Case Report: A New Family With Pontocerebellar Hypoplasia 10 From Sudan

Mutaz Amin 1,2, Cedric Vignal 3, Ahlam A A Hamed 4, Inaam N Mohammed 4, Maha A Elseed 4, Rayan Abubaker 5,6, Yousuf Bakhit 7,8, Arwa Babai 4, Eman Elbadi 4, Esraa Eltaraifee 4, Doua Mustafa 4, Ashraf Yahia 4, Melka Osman 4, Mahmoud Koko 5, Mohamed Mustafa 4, Mohamed Alsiddig 4, Sahwah Haroun 4, Azza Elshafea 5, Severine Drunat 2,3, Liena E O Elsayed 9, Ammar E Ahmed 4, Odile Boespflug-Tanguy 2,10, Imen Dorboz 2,10,*
PMCID: PMC9201487  PMID: 35719383

Abstract

Pontocerebellar hypoplasia type 10 (PCH10) is a very rare autosomal recessive neurodegenerative disease characterized by intellectual disability, microcephaly, severe developmental delay, pyramidal signs, mild cerebellar atrophy, and white matter changes in the brain, as shown by magnetic resonance imaging (MRI). The disease has been described in only twenty-one patients from ten Turkish families with a founder missense pathogenic variant in the CLP1 gene involved in tRNA processing and maturation. We analyzed three siblings from a consanguineous Sudanese family who presented with intellectual disability, dysmorphic features, developmental delay, regression of milestones, microcephaly, epilepsy, extrapyramidal signs, mild pontine, and cerebellar atrophy. We identified through whole-exome sequencing the same pathogenic variant (c.419G>A; p(Arg140His) reported before in all Turkish families. Our study extends the phenotypes of PCH10 and reports for the first time cases with PCH10 of non-Turkish origin.
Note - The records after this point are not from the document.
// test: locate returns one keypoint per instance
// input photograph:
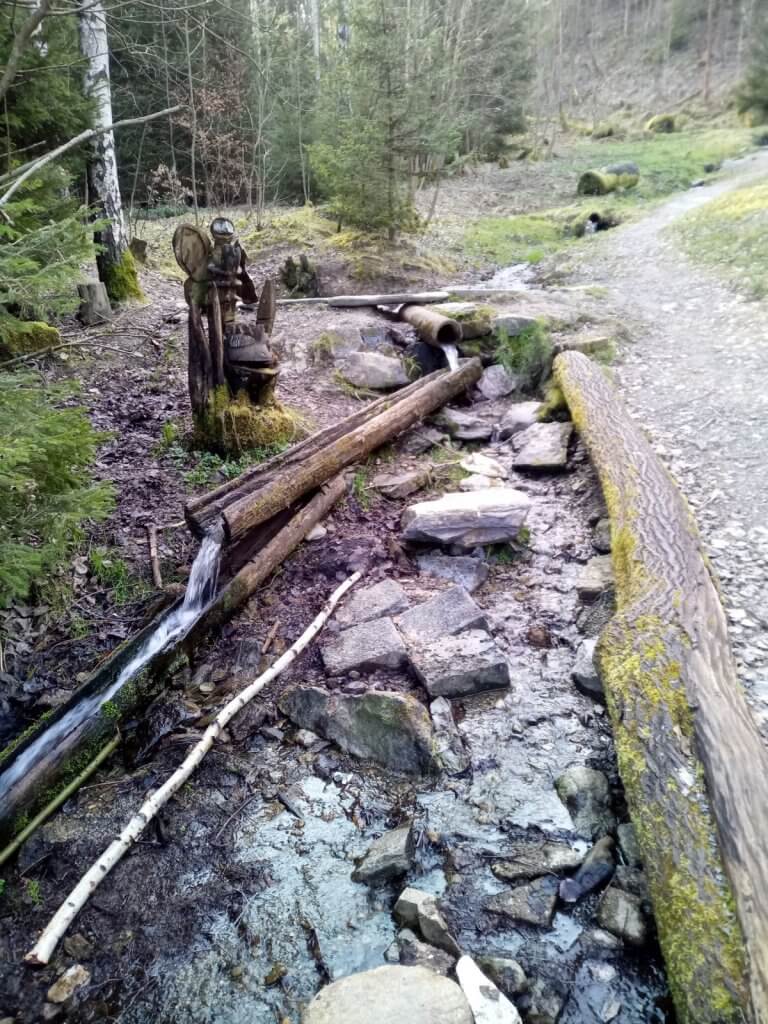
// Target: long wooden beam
(691, 760)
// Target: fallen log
(692, 763)
(256, 507)
(48, 940)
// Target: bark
(46, 944)
(693, 766)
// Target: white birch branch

Keywords: pontocerebellar hypoplasia 10, CLP1, Sudan, pontocerebellar hypoplasia, family

Introduction

Pontocerebellar hypoplasia (PCH) describes a heterogeneous group of rare neurodegenerative disorders characterized by developmental delay, epilepsy, spasticity, and postnatal microcephaly (Rudnik-Schöneborn et al., 2014). Some patients have dysmorphic facial features and axonal sensorimotor neuropathy (Van Dijk et al., 2017; Morton et al., 2018; Somashekar et al., 2021). Brain MRI of patients with PCH reveals the characteristic atrophy of the pons and cerebellum. In most cases, death is invariable within the first decade of life (Van Dijk et al., 2018).

There are currently 13 different types of pontocerebellar hypoplasia resulting from mutations in at least 19 different genes (Rüsch et al., 2020). Many of these genes are involved in RNA processing which is essential for neuronal survival (Van Dijk et al., 2018). PCH1 and PCH2 are the most common types; they are caused by mutations in EXOSC3, TSEN54, RARS2, and VRK1 genes (Van Dijk et al., 2018).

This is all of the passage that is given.